The suspension of transit programme will allow shippers to store containers at a number of transhipment hubs across Asia, the Middle East, Europe and the Americas in order to avoid higher storage charges at ports of discharge. This will help customers to bring their goods closer to their final destination.

“China has shown signs of recovery with factories restarting production,” MSC said in a statement.

“The programme builds on MSC’s ongoing efforts to ensure business continuity and the maintenance of vital container carriage services, such as the movement of food, fresh produce, medical equipment and other essential goods. The new suspension of transit initiative is focused in particular on a resumption of demand of a wide variety of goods from Asia.”

While “positive signs of recovery” had begun to emerge in Asia and factories had restarted production, major ports of destination may still not be ready to discharge containers, MSC said.

The programme will fulfil the resuming demand for raw materials and finished products from Asia by providing yard storage at major strategic points around the world, including Bremerhaven in Germany, Busan in South Korea, King Abdullah Port in Saudi Arabia, Lome in Togo, Rodman PSA Panama International Terminal in Panama, and Tekirdag Asyaport in Turkey.
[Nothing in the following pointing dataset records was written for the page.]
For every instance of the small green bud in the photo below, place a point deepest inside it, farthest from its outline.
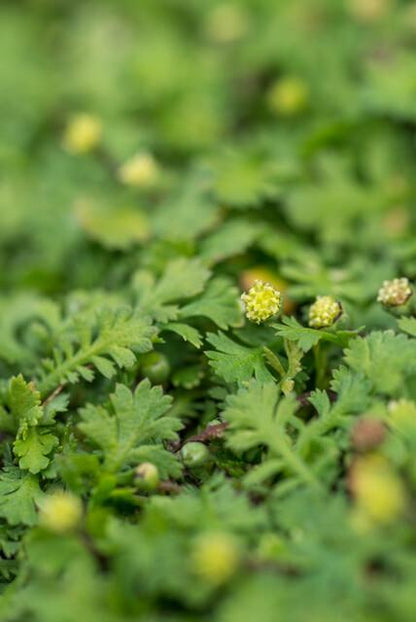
(156, 367)
(194, 454)
(289, 96)
(261, 302)
(324, 312)
(147, 477)
(395, 293)
(215, 557)
(61, 512)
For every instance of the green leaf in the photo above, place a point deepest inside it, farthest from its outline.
(407, 325)
(117, 334)
(258, 416)
(233, 238)
(219, 302)
(188, 333)
(234, 362)
(385, 358)
(19, 495)
(307, 338)
(33, 449)
(133, 421)
(182, 279)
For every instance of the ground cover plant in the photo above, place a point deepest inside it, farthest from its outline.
(207, 310)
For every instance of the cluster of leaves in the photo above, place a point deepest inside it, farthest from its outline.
(284, 139)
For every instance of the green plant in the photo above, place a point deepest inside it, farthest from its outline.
(207, 314)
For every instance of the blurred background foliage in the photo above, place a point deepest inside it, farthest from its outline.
(263, 117)
(264, 137)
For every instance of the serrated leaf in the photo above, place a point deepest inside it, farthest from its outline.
(407, 325)
(19, 494)
(134, 420)
(33, 449)
(188, 333)
(182, 279)
(219, 302)
(235, 362)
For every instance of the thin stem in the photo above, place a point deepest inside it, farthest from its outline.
(274, 361)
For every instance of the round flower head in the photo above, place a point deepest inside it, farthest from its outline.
(395, 293)
(61, 512)
(289, 96)
(215, 557)
(261, 302)
(377, 489)
(147, 476)
(324, 312)
(82, 134)
(141, 171)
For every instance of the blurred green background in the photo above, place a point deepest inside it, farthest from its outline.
(294, 114)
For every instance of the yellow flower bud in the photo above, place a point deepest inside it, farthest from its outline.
(262, 302)
(288, 97)
(395, 293)
(378, 491)
(82, 134)
(141, 171)
(262, 273)
(324, 312)
(147, 476)
(61, 512)
(215, 557)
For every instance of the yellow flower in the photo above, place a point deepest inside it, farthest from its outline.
(289, 96)
(378, 491)
(215, 557)
(261, 302)
(141, 171)
(82, 134)
(147, 476)
(395, 293)
(261, 273)
(61, 512)
(324, 312)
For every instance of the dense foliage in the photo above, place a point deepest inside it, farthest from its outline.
(163, 457)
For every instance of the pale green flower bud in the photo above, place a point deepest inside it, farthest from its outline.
(395, 293)
(261, 302)
(324, 312)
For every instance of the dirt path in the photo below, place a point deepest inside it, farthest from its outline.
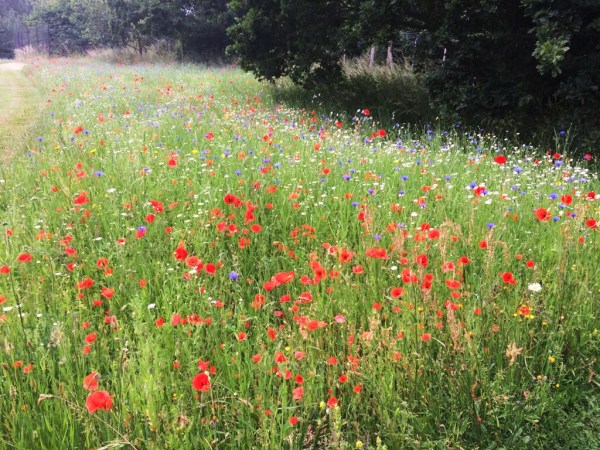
(18, 99)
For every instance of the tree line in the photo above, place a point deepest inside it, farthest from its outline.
(487, 62)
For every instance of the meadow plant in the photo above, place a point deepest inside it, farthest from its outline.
(184, 264)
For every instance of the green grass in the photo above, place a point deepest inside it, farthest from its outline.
(20, 107)
(145, 219)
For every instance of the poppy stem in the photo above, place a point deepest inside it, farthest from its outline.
(75, 406)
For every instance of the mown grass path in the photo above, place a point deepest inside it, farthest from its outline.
(18, 99)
MSC said it would help customers control costs by avoiding expensive warehousing, demurrage and per diem costs.

“It will also free up space at origin factories and warehouses and avoid excess inventory at site, bringing cargo closer to destination markets and alleviating the risk of congestion or closure at ports of discharge,” MSC said.

When operations at destination countries resumed, cargoes would be closer to where they were needed, it added.